Bacillus anthracis is a high-priority threat agent because of its widespread availability, easy dissemination, and ability to cause substantial morbidity and mortality. Although timely and appropriate antimicrobial therapy can reduce morbidity and mortality, the role of adjunctive therapies continues to be explored. We searched 11 databases for articles that report use of anthrax antitoxins in treatment or prevention of systemic anthrax disease published through July 2019. We identified other data sources through reference search and communication with experts. We included English-language studies on antitoxin products with approval by the US Food and Drug Administration (FDA) for anthrax in humans, nonhuman primates, and rabbits. Two researchers independently reviewed studies for inclusion and abstracted relevant data. We abstracted data from 12 publications and 2 case reports. All 3 FDA-approved anthrax antitoxins demonstrated significant improvement in survival as monotherapy over placebo in rabbits and nonhuman primates.

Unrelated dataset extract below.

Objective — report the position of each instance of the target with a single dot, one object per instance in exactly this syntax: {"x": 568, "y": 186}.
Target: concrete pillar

No study found significant improvement in survival with combination antitoxin and antimicrobial therapy compared to antimicrobial monotherapy. Case reports and case series described 25 patients with systemic anthrax disease treated with antitoxins; 17 survived. Animal studies that used antitoxin monotherapy as postexposure prophylaxis (PEP) demonstrated significant improvement in survival over placebo, with greatest improvements coming with early administration. Limited human and animal evidence indicates that adjunctive antitoxin treatment may improve survival from systemic anthrax infection. Antitoxins may also provide an alternative therapy to antimicrobials for treatment or PEP during an intentional anthrax incident that could involve a multidrug-resistant B. anthracis strain.